Abstract
In the fight against antimicrobial resistance (AMR), antibiotic biosynthetic gene clusters are constantly being discovered. These clusters often include genes for membrane transporters that are involved in the export of the produced natural product during biosynthesis and/or subsequent resistance through active efflux. Despite transporter genes being integral parts of these clusters, study of the function of antibiotic export in natural producers such as Streptomyces spp. remains underexplored, in many cases lagging far behind our understanding of the biosynthetic enzymes. More efficient release of antibiotics by producing cells has potential benefits to industrial biotechnology and understanding the relationships between exporters in natural producers and resistance-associated efflux pumps in pathogens can inform our efforts to understand how AMR spreads. Herein we compile and critically assess the literature on the identification and characterization of antibiotic exporters and their contribution to production in natural antibiotic producers. We evaluate examples of how this knowledge could be used in biotechnology to increase yields of the final product or modulate its chemical nature.

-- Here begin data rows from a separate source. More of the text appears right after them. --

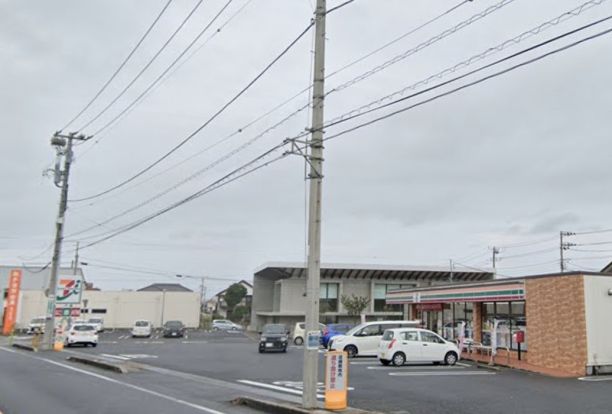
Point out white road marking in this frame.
[389,371,495,377]
[578,376,612,382]
[100,354,130,361]
[0,348,224,414]
[238,380,324,399]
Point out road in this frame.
[0,332,612,414]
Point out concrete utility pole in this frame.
[559,231,576,273]
[302,0,327,409]
[41,132,88,350]
[491,246,500,279]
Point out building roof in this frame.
[137,283,193,292]
[255,262,493,281]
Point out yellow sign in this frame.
[325,351,348,410]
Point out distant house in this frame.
[205,280,253,318]
[137,283,193,292]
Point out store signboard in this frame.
[2,269,21,335]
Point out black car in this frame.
[259,324,289,353]
[164,321,185,338]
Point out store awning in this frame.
[385,280,525,305]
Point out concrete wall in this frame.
[525,275,587,375]
[17,290,200,329]
[584,276,612,367]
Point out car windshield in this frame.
[346,323,366,335]
[263,325,287,334]
[74,325,96,331]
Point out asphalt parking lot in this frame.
[51,331,612,414]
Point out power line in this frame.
[61,0,173,130]
[93,0,233,136]
[72,0,471,201]
[324,16,612,147]
[76,143,287,250]
[70,20,314,202]
[78,0,204,131]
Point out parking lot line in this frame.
[389,371,495,377]
[237,380,324,399]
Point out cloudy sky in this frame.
[0,0,612,294]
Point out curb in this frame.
[12,344,38,352]
[66,355,128,374]
[231,397,378,414]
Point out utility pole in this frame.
[302,0,327,409]
[491,246,500,279]
[559,231,576,273]
[41,132,89,350]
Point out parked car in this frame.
[164,321,185,338]
[87,318,104,333]
[212,319,242,331]
[27,318,46,334]
[293,322,325,345]
[321,323,354,348]
[378,328,461,366]
[259,324,289,353]
[132,320,153,338]
[64,323,98,347]
[327,321,421,358]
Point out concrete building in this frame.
[386,272,612,376]
[0,266,200,329]
[250,262,493,330]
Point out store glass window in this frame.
[319,283,338,313]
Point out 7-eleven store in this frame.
[386,272,612,376]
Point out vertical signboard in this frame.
[325,351,348,410]
[2,269,21,335]
[55,276,83,307]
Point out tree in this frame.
[223,283,247,314]
[340,293,370,322]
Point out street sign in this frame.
[55,276,83,305]
[325,351,348,410]
[2,269,21,335]
[306,331,321,349]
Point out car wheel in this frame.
[344,345,358,358]
[444,352,457,365]
[393,352,406,367]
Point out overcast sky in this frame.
[0,0,612,295]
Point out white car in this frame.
[28,318,46,334]
[64,323,98,347]
[87,318,104,333]
[132,320,153,338]
[327,321,421,358]
[378,328,461,366]
[293,322,325,345]
[212,319,242,331]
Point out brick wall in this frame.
[525,275,587,375]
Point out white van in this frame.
[328,321,421,358]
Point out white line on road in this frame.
[367,365,465,372]
[0,348,224,414]
[389,371,495,377]
[578,376,612,382]
[238,380,324,399]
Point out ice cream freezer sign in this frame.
[55,276,83,305]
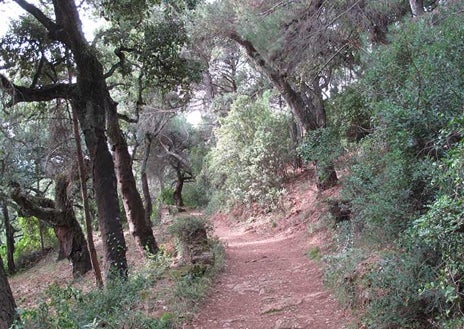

Finally, we consider the evidence that natural exporters form a reservoir of protein functions that could be hijacked by pathogens as efflux pumps and emphasize the need for much greater understanding of these exporters to fully exploit their potential for applications around human health.
Highlights
Antimicrobial resistance (AMR) is one of the most urgent global challenges to human health [1, 2]
The vast majority of biosynthetic gene clusters (BGCs)-linked antibiotic exporters belongs to various subgroups of the ATP-binding cassette (ABC) superfamily and major facilitator superfamily (MFS) of transporters (Fig. 1, Table 1), which while differing by structure, transport mechanism, and mode of energization (Fig. 1) [17, 18], collectively account for much of efflux-related MDR in nature [19]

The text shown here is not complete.